Types of Data Variety:
- Strutured Data
- Unstructured Data
- Semi-Structured Data
Structured Data
Data which has some structure or more precisely we can say data which has rigid schema.
Example:
Relational Databases - IBM DB2, Teradata, Oracle Databases, etc
All above databases have rigid structure and we have follow the structure while loading the data. If we consider table in relational database, it will be created with column definition and whenever we have to load data into this table, column definition has to followed, we cannot enter character data into Integer column.
Some Useful Teminologies:
whenever we have strictly follow the schema then it is termed as
Rigid Schema.
Whenever we have to strictly follow the table schema while loading or writing the data , is termed as
Schema on Write.
Whenever we have to follow schema while reading or accessing data, is termed as
Schema on Read.
UnStructured Data
Data which has no structure or more precisely we can say data which has no schema.
Example:
Text data, FaceBook posts, Tweeter tweets, Images, videos, logs (Web logs, Audit logs, System logs), emails, Sensor data, CCTV footage, market events, data from socila feeds, mobile phone calls call center conversatons, etc.

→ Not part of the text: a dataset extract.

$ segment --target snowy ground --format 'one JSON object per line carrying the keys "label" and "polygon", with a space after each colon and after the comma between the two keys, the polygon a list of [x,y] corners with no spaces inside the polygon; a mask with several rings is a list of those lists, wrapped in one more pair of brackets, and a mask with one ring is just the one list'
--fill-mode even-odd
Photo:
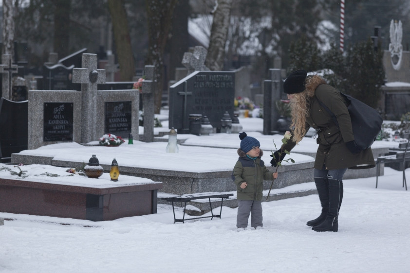
{"label": "snowy ground", "polygon": [[[260,131],[261,120],[241,123],[244,131]],[[237,136],[232,137],[224,138],[239,147]],[[269,137],[261,140],[267,151]],[[310,148],[310,141],[299,149]],[[375,145],[397,145],[384,142]],[[410,169],[406,173],[410,177]],[[316,195],[264,202],[264,229],[239,233],[237,210],[227,207],[220,219],[176,224],[171,206],[164,205],[156,214],[101,222],[0,212],[6,219],[0,226],[0,272],[409,272],[410,191],[402,183],[402,172],[389,168],[377,189],[375,177],[345,180],[338,232],[305,225],[320,213]],[[177,217],[182,213],[178,209]]]}
{"label": "snowy ground", "polygon": [[305,225],[319,213],[317,195],[264,202],[264,229],[239,233],[227,207],[221,219],[183,224],[168,205],[103,222],[0,213],[16,219],[0,226],[0,272],[409,272],[402,173],[386,168],[377,189],[374,177],[345,180],[337,233]]}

Today world has close to 90% of unstructured data and its growing at very high speed.
90% of unstructured data is created within last 3-4 years only. This sudden data explosion has gifted Big data Technologies very high growth.
In 2010, Big data market was ~ $3.2 Billion
In 2015, Forcasted ~ $17 Billion
In 2017, ~ $20 Billion
(Dont rely on above forcasted values as collected from some websites, these are approxiamations only)
Semi-Structured Data
Data which has some structure or we can say data which has some schema but it is not required to follow the schema rigidly.
Example: Excel sheets
In excel sheets, we can store data in form of rows and columns. we can declare the definition for columns as we do in relational database table declaration, but here we can enter character data in numeric column and numeric data in character columns.
Data with structure or schema but not required to follow rigidly while loading data is termed as Semi Structured data.